The Captain rose to his feet.

"If you give your orders, General, they shall be obeyed," he said, in a voice that bespoke suppressed emotion.

The General yawned slightly, and then contemplated his companion with an ingratiating smile.

"My dear young man," he remarked blandly, "for the moment I'm not a general, and I am giving no orders. I am the judge of the skating competition which is to be held to-morrow, and in order that I shall be able to do full justice to your merits it is necessary that I should sleep well to-night. Do I make my meaning clear?"

"Diabolically so," the words slipped out almost involuntarily.

"I beg your pardon," said the Commander-in-Chief stiffly.

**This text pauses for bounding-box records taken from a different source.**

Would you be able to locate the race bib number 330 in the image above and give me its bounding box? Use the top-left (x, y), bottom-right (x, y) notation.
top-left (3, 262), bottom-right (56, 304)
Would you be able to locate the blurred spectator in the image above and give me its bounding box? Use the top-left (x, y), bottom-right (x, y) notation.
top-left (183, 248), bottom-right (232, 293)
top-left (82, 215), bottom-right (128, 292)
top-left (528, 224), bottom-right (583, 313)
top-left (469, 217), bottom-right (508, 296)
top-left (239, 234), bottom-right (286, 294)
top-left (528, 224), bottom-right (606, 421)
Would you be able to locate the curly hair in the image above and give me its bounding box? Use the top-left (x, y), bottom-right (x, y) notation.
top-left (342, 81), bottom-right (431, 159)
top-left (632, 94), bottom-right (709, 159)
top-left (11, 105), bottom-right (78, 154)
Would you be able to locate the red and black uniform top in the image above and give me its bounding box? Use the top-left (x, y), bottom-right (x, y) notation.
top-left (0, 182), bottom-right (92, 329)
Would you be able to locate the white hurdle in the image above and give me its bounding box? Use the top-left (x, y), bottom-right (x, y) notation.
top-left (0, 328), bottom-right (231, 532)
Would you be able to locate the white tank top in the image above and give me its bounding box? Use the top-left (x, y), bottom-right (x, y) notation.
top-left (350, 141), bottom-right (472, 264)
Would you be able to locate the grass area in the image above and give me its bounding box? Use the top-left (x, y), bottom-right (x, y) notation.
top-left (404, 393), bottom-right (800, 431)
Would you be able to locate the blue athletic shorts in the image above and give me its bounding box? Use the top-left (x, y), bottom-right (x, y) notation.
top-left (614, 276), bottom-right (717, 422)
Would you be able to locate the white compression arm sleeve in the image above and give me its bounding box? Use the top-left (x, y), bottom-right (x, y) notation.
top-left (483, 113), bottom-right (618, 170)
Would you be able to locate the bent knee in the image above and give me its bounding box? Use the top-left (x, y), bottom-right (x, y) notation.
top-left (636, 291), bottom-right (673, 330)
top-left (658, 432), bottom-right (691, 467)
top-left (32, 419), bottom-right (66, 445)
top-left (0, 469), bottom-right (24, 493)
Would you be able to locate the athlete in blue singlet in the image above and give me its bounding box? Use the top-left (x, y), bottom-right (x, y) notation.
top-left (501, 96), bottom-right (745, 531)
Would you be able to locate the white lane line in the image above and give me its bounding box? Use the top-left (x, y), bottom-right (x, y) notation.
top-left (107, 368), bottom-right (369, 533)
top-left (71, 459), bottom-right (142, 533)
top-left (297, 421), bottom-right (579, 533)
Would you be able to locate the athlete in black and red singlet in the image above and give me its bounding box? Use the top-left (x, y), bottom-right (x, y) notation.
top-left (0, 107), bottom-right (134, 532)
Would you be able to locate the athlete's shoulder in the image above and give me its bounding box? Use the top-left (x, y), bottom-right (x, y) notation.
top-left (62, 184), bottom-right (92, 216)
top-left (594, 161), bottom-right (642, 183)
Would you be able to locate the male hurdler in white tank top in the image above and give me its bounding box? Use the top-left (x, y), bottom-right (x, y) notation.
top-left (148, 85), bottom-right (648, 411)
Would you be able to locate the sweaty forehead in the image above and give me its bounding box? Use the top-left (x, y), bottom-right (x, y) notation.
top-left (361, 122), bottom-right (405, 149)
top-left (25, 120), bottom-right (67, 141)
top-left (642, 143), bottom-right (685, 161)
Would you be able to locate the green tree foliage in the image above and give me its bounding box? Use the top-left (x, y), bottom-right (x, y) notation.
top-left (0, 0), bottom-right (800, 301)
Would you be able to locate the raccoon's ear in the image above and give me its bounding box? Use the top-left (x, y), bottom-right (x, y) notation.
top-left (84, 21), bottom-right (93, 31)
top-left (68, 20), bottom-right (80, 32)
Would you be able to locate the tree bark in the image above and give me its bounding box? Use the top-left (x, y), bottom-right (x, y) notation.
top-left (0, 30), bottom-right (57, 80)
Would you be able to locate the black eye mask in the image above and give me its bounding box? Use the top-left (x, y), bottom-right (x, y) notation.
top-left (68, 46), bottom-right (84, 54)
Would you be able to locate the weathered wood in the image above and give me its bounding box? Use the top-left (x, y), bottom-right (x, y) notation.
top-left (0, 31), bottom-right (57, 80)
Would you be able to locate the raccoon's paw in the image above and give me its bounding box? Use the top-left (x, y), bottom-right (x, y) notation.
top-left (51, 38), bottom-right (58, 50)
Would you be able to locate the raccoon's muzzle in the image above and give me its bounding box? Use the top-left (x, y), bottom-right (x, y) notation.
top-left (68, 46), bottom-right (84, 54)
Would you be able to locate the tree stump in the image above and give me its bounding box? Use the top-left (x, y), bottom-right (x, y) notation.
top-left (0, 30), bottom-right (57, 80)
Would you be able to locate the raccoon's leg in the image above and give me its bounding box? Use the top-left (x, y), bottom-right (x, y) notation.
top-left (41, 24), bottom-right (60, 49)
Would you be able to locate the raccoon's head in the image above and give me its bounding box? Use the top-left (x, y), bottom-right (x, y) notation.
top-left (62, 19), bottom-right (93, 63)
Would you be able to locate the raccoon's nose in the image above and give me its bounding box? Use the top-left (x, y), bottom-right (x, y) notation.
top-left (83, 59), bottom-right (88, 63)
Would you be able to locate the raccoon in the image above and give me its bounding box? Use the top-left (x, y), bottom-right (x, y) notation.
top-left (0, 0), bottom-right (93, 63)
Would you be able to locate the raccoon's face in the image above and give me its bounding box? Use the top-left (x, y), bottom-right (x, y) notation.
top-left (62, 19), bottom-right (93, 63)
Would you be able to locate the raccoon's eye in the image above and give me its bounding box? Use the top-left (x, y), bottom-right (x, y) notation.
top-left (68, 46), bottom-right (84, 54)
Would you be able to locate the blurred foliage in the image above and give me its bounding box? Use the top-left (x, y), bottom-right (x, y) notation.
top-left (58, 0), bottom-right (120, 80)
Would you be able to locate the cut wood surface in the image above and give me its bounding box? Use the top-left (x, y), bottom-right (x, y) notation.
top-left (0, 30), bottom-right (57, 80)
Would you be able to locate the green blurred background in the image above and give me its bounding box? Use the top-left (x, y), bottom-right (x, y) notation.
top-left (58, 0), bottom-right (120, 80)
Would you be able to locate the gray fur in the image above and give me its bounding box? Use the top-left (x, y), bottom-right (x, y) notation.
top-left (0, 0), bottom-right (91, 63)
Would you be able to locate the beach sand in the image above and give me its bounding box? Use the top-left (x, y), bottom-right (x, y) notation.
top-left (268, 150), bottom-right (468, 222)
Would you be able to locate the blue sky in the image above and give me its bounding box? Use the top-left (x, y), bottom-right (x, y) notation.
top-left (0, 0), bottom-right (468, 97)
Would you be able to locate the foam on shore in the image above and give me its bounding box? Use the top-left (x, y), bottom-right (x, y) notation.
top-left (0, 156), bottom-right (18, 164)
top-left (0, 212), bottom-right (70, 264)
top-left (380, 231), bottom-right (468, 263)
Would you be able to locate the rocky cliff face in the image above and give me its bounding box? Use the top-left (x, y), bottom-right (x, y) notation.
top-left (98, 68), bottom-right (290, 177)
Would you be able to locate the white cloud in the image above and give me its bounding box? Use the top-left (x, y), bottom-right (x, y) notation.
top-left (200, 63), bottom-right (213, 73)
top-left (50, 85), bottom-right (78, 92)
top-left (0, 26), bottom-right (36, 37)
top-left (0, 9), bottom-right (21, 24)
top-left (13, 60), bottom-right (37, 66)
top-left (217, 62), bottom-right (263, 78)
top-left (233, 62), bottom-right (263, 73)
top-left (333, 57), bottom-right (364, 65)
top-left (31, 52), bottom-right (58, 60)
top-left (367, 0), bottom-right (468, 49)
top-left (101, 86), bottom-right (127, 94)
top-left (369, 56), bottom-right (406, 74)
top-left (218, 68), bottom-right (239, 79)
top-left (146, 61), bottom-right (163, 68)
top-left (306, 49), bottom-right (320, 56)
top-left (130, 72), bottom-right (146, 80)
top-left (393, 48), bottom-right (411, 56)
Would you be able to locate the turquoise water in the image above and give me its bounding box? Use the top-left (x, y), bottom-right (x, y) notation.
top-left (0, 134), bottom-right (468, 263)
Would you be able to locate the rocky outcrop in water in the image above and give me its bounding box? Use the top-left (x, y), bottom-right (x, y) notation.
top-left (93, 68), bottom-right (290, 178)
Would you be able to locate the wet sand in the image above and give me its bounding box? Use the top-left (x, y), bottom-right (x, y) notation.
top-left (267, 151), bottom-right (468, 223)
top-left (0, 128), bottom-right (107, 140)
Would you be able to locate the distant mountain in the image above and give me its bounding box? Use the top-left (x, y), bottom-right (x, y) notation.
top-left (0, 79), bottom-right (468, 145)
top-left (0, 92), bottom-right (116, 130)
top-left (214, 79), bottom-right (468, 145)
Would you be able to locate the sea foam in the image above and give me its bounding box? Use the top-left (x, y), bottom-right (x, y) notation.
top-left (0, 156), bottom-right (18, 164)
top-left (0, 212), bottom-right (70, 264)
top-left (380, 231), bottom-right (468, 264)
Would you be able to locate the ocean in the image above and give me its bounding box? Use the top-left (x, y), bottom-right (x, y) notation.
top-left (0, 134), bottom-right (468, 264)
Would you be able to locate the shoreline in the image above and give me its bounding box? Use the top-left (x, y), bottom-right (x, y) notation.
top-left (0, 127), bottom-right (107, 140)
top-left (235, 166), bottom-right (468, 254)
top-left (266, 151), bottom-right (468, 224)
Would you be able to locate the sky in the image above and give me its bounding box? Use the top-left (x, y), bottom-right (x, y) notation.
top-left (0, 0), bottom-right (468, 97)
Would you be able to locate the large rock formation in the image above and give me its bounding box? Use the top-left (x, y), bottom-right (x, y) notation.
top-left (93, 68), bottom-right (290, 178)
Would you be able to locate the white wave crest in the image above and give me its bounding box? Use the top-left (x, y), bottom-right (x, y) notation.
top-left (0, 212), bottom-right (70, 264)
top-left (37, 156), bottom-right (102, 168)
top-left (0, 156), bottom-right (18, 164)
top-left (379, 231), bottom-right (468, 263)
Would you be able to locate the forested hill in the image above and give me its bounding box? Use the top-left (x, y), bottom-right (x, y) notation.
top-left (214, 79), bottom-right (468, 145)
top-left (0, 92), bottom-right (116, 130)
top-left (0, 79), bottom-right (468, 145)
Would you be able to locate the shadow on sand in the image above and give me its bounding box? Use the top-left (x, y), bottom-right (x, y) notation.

But Von Hügelweiler's temper was roused. He had been prepared, if necessary, to compromise with his conscience. He had argued,—with the easy morality of the egotist,—that he probably desired the King's prize more than any of his competitors, and probably deserved it more. Had Meyer demanded a little thing he might have granted it. But the thing asked was not little to a sensitive man with certain honourable instincts.

"I am a soldier, General," he declared, "and I am accustomed to accepting orders, not suggestions. If you order me to arrest this man I will take him dead or alive. If you suggest that I should murder him as a bribe to the judge of this skating competition, I refuse."

Von Hügelweiler's words rang high, and it was plain that his indignation was perilously near mastering his sense of discipline. But General Meyer's cynical smile never varied a hair's breadth, his pose never lost a particle of its recumbent indolence.

"Very well, Captain," he said at length. "Then I must take other means. Only do me the justice of confessing that I asked a favour when I might have commanded a service. Remember that all Grimlanders are not so dainty as yourself, and remember that murder is an ugly word and hardly applicable to the destruction of vermin. If this cursed priest is brought to trial there will be trouble in the city, street-fighting perhaps, in the narrow lanes round the cattle-market; any way, more bloodshed and misery than would be caused by an infantry sword through a renegade's breast-bone."